When this dialog box appears, the user will need to open the Authenticator application on their smartphone, then scan the barcode. For example with Google Authenticator:
In the « Add an account » step, choose « Scan a bar code » (or « Enter a provided key” if you prefer):
The MFA code is now displayed:
Fill the MFA code in the field in the dialog box, then click “Verify and Continue”.
It is recommended to inform users of the circumstances for when MFA will be asked for. (For example at every logon, at the first logon of the day, etc…)
Once correctly configured, the user will be prompted with the following dialog box for all connections that require MFA.
The user will be able to retrieve the code from the Authenticator application.
Enable MFA gradually for users, groups or OU’s:
You can select users, groups, or organizational units for which you want to enable MFA. We recommend that you choose inan implementation plan that allows for gradual user onboarding.
For example, enable MFA for an Active Directory group “HR”:
When enabling MFA for new users, consider informing them about how they will be impacted. (see the Onboarding for end users specific section).
Why are there no Multi-Factor Authentication recovery codes?
Generally, Multi-Factor Authentication recovery codes are used on SaaS applications, administered by web services, and for which an end user cannot contact an administrator on premise.
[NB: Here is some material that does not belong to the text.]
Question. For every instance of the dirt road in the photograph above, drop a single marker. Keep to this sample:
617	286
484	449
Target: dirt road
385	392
In UserLock MFA, authentication is monitored by on premise administrators who can be present to answer to help desk calls about authentication.
MFA successful feature
If the MFA code is correctly entered but another UserLock restriction refuses a connection, we cannot see the event that an MFA code has been correctly entered in the UserLock MFA reports (we can only see this only in the logs of the UserLock service).
MFA feature on Backup UserLock server
There is no MFA dashboard on Backup UserLock servers.
MFA on the web UserLock console
It is not possible to administer UserLock MFA via the UserLock web console.
MFA feature for unlocking events
It is not possible to authenticate users with UserLock MFA for unlocking events.